E’ bene chiarire che è stata una prova di prepotenza dei due schieramenti maggiori – il PD ed il PDL – finora invece in dura competizione nelle aule parlamentari su tutto.

Non può sfuggire, per convinzione diffusa, che un Parlamento diverso, composto da più gruppi, per l’esercizio arcinoto dei piccoli ricatti e dei veti incrociati, avrebbe incontrato più di una difficoltà per far passare una qualsiasi legge che penalizzasse la rappresentanza politica dei gruppi minori.
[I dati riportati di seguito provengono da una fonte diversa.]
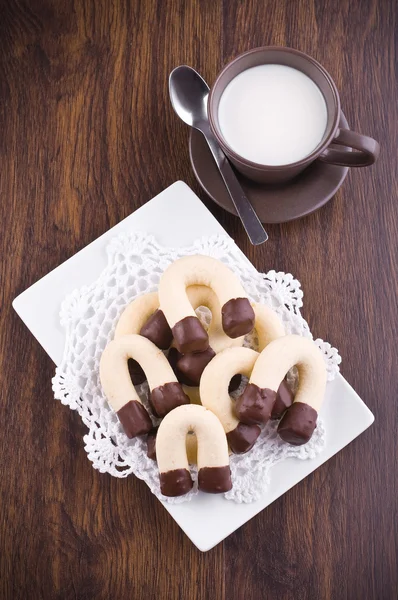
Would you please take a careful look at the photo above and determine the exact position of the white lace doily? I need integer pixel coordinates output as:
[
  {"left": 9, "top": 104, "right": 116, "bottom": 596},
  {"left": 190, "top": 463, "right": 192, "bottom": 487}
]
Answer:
[{"left": 52, "top": 233, "right": 341, "bottom": 504}]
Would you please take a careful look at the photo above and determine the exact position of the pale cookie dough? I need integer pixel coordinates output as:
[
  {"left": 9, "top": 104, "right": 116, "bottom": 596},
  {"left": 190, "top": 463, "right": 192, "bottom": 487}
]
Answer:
[
  {"left": 147, "top": 430, "right": 198, "bottom": 464},
  {"left": 115, "top": 292, "right": 172, "bottom": 349},
  {"left": 115, "top": 291, "right": 160, "bottom": 337},
  {"left": 253, "top": 302, "right": 285, "bottom": 346},
  {"left": 235, "top": 335, "right": 327, "bottom": 445},
  {"left": 100, "top": 334, "right": 189, "bottom": 437},
  {"left": 158, "top": 255, "right": 255, "bottom": 353},
  {"left": 156, "top": 404, "right": 232, "bottom": 496}
]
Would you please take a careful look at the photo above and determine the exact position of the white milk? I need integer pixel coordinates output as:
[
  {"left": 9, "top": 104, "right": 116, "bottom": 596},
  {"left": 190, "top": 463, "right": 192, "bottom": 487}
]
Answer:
[{"left": 218, "top": 64, "right": 328, "bottom": 166}]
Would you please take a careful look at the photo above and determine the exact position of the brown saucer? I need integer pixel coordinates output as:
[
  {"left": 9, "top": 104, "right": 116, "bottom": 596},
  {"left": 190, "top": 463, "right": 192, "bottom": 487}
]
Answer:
[{"left": 189, "top": 113, "right": 350, "bottom": 224}]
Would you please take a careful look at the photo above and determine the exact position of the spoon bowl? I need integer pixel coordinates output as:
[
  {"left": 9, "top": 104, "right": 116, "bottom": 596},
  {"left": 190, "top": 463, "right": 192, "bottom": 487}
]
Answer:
[{"left": 169, "top": 66, "right": 209, "bottom": 128}]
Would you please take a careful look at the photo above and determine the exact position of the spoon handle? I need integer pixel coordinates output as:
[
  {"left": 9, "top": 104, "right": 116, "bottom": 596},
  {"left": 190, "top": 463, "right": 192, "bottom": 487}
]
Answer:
[{"left": 202, "top": 128, "right": 268, "bottom": 245}]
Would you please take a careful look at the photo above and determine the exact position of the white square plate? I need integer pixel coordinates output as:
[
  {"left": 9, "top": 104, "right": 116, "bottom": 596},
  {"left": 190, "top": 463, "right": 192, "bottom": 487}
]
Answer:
[{"left": 13, "top": 181, "right": 374, "bottom": 551}]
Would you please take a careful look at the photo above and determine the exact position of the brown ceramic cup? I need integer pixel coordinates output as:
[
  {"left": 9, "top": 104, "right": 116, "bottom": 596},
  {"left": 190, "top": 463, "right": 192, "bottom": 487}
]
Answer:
[{"left": 208, "top": 47, "right": 380, "bottom": 184}]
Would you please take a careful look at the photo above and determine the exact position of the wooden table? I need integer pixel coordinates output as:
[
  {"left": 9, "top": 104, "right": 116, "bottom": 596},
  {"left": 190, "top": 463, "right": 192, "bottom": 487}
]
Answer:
[{"left": 1, "top": 1, "right": 397, "bottom": 598}]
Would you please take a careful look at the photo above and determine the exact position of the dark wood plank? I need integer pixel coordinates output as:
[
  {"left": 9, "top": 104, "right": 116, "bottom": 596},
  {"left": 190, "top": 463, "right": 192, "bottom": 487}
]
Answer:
[
  {"left": 222, "top": 1, "right": 398, "bottom": 599},
  {"left": 0, "top": 1, "right": 225, "bottom": 599},
  {"left": 0, "top": 0, "right": 397, "bottom": 599}
]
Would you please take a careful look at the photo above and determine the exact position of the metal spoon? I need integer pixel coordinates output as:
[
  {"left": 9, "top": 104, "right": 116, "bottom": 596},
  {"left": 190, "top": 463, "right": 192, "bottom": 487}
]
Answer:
[{"left": 169, "top": 65, "right": 268, "bottom": 245}]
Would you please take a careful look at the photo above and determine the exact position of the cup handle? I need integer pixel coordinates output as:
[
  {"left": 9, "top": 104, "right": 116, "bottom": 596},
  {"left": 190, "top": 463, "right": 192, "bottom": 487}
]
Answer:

Anche lo sbarramento del 4%, unica novità di rilievo della legge, sembra più frutto di un compromesso che l’esito di una scelta strategica di portata bipolare. Nel PD con D’Alema c’è stata fino all’ultimo anche la tentazione di distinguersi ed abbassare lo sbarramento al 3%, ma è sembrata più una questione di immagine che un’effettiva volontà, per essere stata la soglia del 4% già frutto di una serrata e difficile mediazione.

L’incontro tra le richieste di maggioranza ed opposizione e la formulazione della legge varata alla Camera appare così più una fotografia del Parlamento attuale, che un orientamento dettato dall’esigenza della semplificazione della politica. Più un accordo elettorale per far fuori le galassie dei personalismi e per riempire il carniere degli eletti dei gruppi più grossi, che la costituzione di un tavolo aperto sulle questioni della governabilità del Paese. Più un espediente partorito dal calcolo, che l’avvio di un confronto sulle riforme, per iniziare a discutere sulle scelte di una democrazia  pluralista che privilegi le opzioni della governabilità.

E’ apparso un calcolo elettorale in cui il Pdl ha approfittato dell’interesse del PD a frenare le tentazioni centrifughe, nonostante che Veltroni si sforzi a dire che sia stata “una convenienza di evoluzione del sistema politico più che di calcolo elettorale”.

Ma agli italiani, agli elettori queste cose interessano meno. I fautori del bipolarismo ritengono la soglia del 4% assai bassa, mentre i militanti dei piccoli partiti la ritengono troppo alta, e ritengono che nel complesso sia una legge che limita il pluralismo e la democrazia. Mastella diventa persino solenne e parla di offesa alla libertà e al pluralismo che sono componenti essenziali della democrazia“.

Ma nel Paese è bene che si ponga al più presto la questione che si dipana dal dubbio se si debba privilegiare la libertà politica o la libertà dalla politica. L’aria di protesta che trae linfa dalla questione morale e che fa sorgere o gonfiare movimenti che si propongono di “giustiziare” i colpevoli, anche attraverso processi sommari nelle piazze o nelle arene televisive dove agiscono “reucci” e “censori” che si auto-proclamano difensori delle virtù popolari, appartiene al partito della libertà politica o a quello della libertà dalla politica?

Siamo a questo punto perché il Paese si avvolge intorno ai personalismi, alle guerre tra bande, anziché iniziare un percorso di scelte per la governabilità nell’interesse di tutti. Siamo a questo punto perché lo spazio della protesta civile è stata appaltata da uomini senza storia e senza tradizioni e che nulla hanno a che fare con la civiltà e le conquiste democratiche dell’Italia.

L’ideale sarebbe avere il coraggio di promuovere le vere ed indifferibili riforme, da quella elettorale a quella costituzionale, perché ci sia libertà “di” e libertà “da”, togliendo per un momento, per come è (male) inteso oggi in Italia, il sostantivo “politica”. Nelle democrazie compiute ci sono maggioranze ed opposizioni legittimamente costituite che si rispettano e si alternano al governo e senza i Mastella, di Di Pietro, i Casini, la stessa Lega ed altri che, ai lati, o nell’area di mezzo, sono portatori di furbizie e di particolarismi, nonché manovrati da caste corporative ed egoismi locali.